The analysis was conducted in two primary stages. The first stage includes analyses with overall diversity measures, whereas the next stage includes identifying a group of microbes, or microbial cliques, associated with the 5-year metastasis-free survival (MFS) outcome. The alpha and beta diversity metrics to be analyzed were selected before the study. Alpha diversity was quantified with Shannon’s index, Simpson’s index, and Chao1. Beta diversity was quantified with unweighted UniFrac distance, Bray-Curtis dissimilarity, and principal component analyses of both metrics. For RNAseq-derived taxonomic abundances (ORIEN), a random taxonomy-based tree was used where required; for 16S rDNA data (UIHC), a tree was constructed from the alignment of sequence clusters. Statistical testing for alpha diversity differences by site and MFS was 2-way ANOVA. Beta diversity differences were identified by the adonis2 test in R for the ORIEN dataset and the PERMANOVA test in QIIME2 for the UIHC dataset. Differential taxon abundance testing by linear discriminant analysis (LDA) was performed with LefSe using a cutoff LDA score of >2.028. For paired primary tumor and metastasis biospecimens from the same subject, paired Wilcoxon tests were applied to alpha diversity metrics, and UniFrac distances were compared using Kruskal-Wallis tests. Gene function and bacterial trait analysis of the ORIEN dataset was performed by mapping ~1300 detected bacteria and their relative abundances to the Protraits database30. Statistical testing for trait enrichment was Mann-Whitney tests, corrected for multiple comparisons with a false discovery rate of 0.01. Gene function and pathway enrichment analysis of the UIHC 16S rDNA data was sequence-based using PICRUSt270 and LDA. Clinicopathologic data comparisons were Chi-square or Fisher’s exact tests for categorical data and Kruskal-Wallis or Student’s t-test for numerical data. Analysis outputs were visualized using R, QIIME 2 View (view.qiime2.org), and GraphPad Prism 9 (La Jolla, CA, USA).

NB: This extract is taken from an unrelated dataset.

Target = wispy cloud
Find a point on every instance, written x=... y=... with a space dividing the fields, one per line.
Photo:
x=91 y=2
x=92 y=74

To discover a microbial clique associated with the outcome with a combination of an interpretable machine learning tool in a regression-based framework called the microbial co-occurrence analysis (MiCA)71,72. Identifying a microbial clique consisting of multiple microbes is challenging because of the inherently large and computationally expensive combinatorial search space. MiCA utilizes a tree-based interpretable machine-learning tool to discover the most prevalent combination of microbes based on their relative abundance. Then, using a quantile-based threshold-finding algorithm creates a predictive rule associated with the outcome. Based on the relative abundances of the most frequently co-occurring microbes, this predictive rule intuitively creates a mathematical equivalence of a microbial clique. Lastly, we use a covariate-adjusted regression to estimate the effect of this microbial clique. Since machine-learning tools naturally tend to overfit, we trained the tree-based algorithm in MiCA using 65% of the data (n = 769). Then the remaining 35% of the data (n = 416) was used to validate the identified microbial clique. This two-stage procedure ensured the robustness of the identified microbial clique. The regression part of the MiCA algorithm incorporates multiple covariates, including age at diagnosis, reported sex, race, neoadjuvant therapy (yes/no), clinical stage group at biospecimen collection, and pathologic stage group. The dominant clique identified includes Escherichia coli, Bacteroides fragilis, and a Pseudomonas sp. ASV. The Kraken database and algorithm (the highest stringency parameter for taxon assignment was used) assigned this ASV as Pseudomonas yamanorum, which is neither a common gut commensal nor a common environmental contaminant. BLAST of several sequences from the taxonomic unit showed 100% identity to P. yamanorum genomes and >90% identity to at least five other Pseudomonas spp. Since we believe this could be an over-call of the species-level classification by Kraken, we refer to it as a Pseudomonas sp. in the results.